While health and safety at work is important everywhere, this is especially true for oil and gas: first aiders, fireproofers and search and rescue workers are all needed.

Oil and gas workers also need to eat, and not just pies and chips mind. Catering is another industry that has benefited from the sector with chefs always in demand, as well as catering staff to help prepare and serve.

Trying to emulate your favourite Masterchef recipes will be particularly challenging on an oil rig, but add in the enhanced wage packet and holiday entitlements and you can soon work up an appetite for life offshore.

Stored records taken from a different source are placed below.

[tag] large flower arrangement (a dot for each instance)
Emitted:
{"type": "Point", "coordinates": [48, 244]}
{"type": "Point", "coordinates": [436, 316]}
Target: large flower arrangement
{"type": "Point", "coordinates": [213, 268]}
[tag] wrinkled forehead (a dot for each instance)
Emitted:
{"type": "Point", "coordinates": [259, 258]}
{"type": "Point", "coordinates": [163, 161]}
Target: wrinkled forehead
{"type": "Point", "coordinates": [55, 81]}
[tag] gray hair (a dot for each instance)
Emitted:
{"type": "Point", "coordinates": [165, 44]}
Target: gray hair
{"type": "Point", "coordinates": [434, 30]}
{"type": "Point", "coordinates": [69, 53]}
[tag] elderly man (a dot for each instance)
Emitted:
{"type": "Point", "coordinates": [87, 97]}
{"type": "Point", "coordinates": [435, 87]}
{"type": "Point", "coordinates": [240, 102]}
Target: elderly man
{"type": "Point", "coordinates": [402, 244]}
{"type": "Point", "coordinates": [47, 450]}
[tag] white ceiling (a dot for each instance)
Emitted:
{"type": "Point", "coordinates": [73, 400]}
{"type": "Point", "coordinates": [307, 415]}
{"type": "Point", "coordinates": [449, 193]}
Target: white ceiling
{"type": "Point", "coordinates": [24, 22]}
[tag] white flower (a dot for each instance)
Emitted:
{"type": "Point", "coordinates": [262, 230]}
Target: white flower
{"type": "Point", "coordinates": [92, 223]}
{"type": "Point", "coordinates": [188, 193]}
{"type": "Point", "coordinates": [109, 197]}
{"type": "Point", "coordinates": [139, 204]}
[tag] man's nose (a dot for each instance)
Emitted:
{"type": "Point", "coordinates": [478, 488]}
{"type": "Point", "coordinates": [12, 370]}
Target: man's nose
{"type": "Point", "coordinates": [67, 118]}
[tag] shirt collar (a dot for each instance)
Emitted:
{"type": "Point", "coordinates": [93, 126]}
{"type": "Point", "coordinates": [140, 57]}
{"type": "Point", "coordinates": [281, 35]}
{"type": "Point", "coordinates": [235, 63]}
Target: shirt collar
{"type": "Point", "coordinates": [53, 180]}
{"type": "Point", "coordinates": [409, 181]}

There’s also a need to transport goods and equipment for the sector; if oil and gas is doing well, you can rest assured so are those who service on-shore facilities and rigs. Besides HGV drivers, there are also the supply ship captains and crews, tug boat pilots, crane operators, dockworkers and logistics experts.

If none of these ticks your boxes, there is always software and hardware engineering. This can involve developing software for multi-national IT systems.

Innovative software design can be a gamechanger for oil companies, and they put a big emphasis – and big bucks – into making it happen. Hardware engineers, likewise, are needed to maintain computers and the technology that is essential to the inner workings of the industry.

The oil and gas industry creates jobs. We all know that. But it pays to remember they don’t all involve being a rigger.

Exploring the diverse sectors and specialisms of work within this broad industry could inspire a change in your career, in a direction you never even saw coming.